Pertanto: «La declaratoria di nullità della citazione ai sensi dell'art. 164, comma 4, c.p.c. postula una valutazione da compiersi caso per caso, tenendo conto che la ragione ispiratrice della norma risiede nell'esigenza di porre immediatamente il convenuto nelle condizioni di apprestare adeguate e puntuali difese. Pertanto, nel valutare il grado di incertezza della domanda, non può prescindersi dall'intero contesto dell'atto introduttivo, dalla natura del relativo oggetto e dal comportamento della controparte, dovendosi accertare se, nonostante l'obiettiva incertezza, il convenuto sia in grado di comprendere agevolmente le richieste dell'attore o se, invece, in difetto di maggiori specificazioni, si trovi in difficoltà nel predisporre una precisa linea difensiva». (Cass. civ., sez. III, 21 novembre 2008, n. 27670, Mass. Giur. It., 2008).
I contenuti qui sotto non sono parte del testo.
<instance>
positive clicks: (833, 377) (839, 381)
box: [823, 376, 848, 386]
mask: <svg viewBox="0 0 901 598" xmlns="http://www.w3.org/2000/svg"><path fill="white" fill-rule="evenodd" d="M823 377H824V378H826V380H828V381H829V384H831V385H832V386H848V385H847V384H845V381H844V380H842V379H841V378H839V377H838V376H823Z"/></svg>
Risulta evidente, poi, che l'incertezza sulla domanda non potrà essere sanata dalla costituzione del convenuto, ma il giudice dovrà ordinare l'integrazione della domanda stessa assegnando all'uopo un termine perentorio e la sanatoria potrà, quindi, intervenire solo con effettoex nunc: l'art. 164, ultimo comma, c.p.c., prevede, infatti, che il giudice fissi l'udienza ai sensi dell'art. 183, comma 2,c.p.c., e si applichi l'art. 167 c.p.c. .
Se il giudice omette di ordinare l'integrazione o la rinnovazione d'una citazione nulla per mancata indicazione del fatto costitutivo della pretesa (art. 163, n. 4, c.p.c.), nonostante l'eccezione in tal senso sollevata dal convenuto, diventa onere dell'attore stesso invocare dal giudice la fissazione del termine per sanare la nullità. Ove ciò non faccia, e la nullità venga dedotta come motivo d'appello, il giudice del gravame non dovrà fissare alcun termine per la rinnovazione dell'atto nullo, ma dovrà definire il processo con una pronuncia in rito che accerti il vizio della citazione introduttiva (Cass. civ., sez. III, 12 ottobre 2012, n. 17408, in CED Cassazione, 2012).
La nullità prevista dall'art. 164, comma 4,c.p.c., si produce solo quando «l'esposizione dei fatti costituenti le ragioni della domanda», sia stata omessa o risulti assolutamente incerta, con valutazione da compiersi caso per caso. La nullità della citazione comminata dall'art. 164, comma 4, c.p.c. si produce solo quando "l'esposizione dei fatti costituenti le ragioni della domanda", prescritta dal numero 4 dell'art. 163 c.p.c., sia stata omessa o risulti assolutamente incerta, con valutazione da compiersi caso per caso, occorrendo tenere conto sia che l'identificazione della causa petendi della domanda va operata con riguardo all'insieme delle indicazioni contenute nell'atto di citazione e dei documenti ad esso allegati, sia che la nullità della citazione deriva dall'assoluta incertezza delle ragioni della domanda, risiedendo la sua ratio ispiratrice nell'esigenza di porre immediatamente il convenuto nelle condizioni di apprestare adeguate e puntuali difese». (Cass. civ., sez. III, 15 maggio 2013, n. 11751, in CED Cassazione, 2013).
Riferimenti
CERINO CANOVA, La domanda giudiziale ed il suo contenuto, in Comm. c.p.c. Allorio, II, Torino, 1980, 177;
MANDRIOLI, Diritto processuale civile, I, 22ª ed., Torino, 2012, par. 3.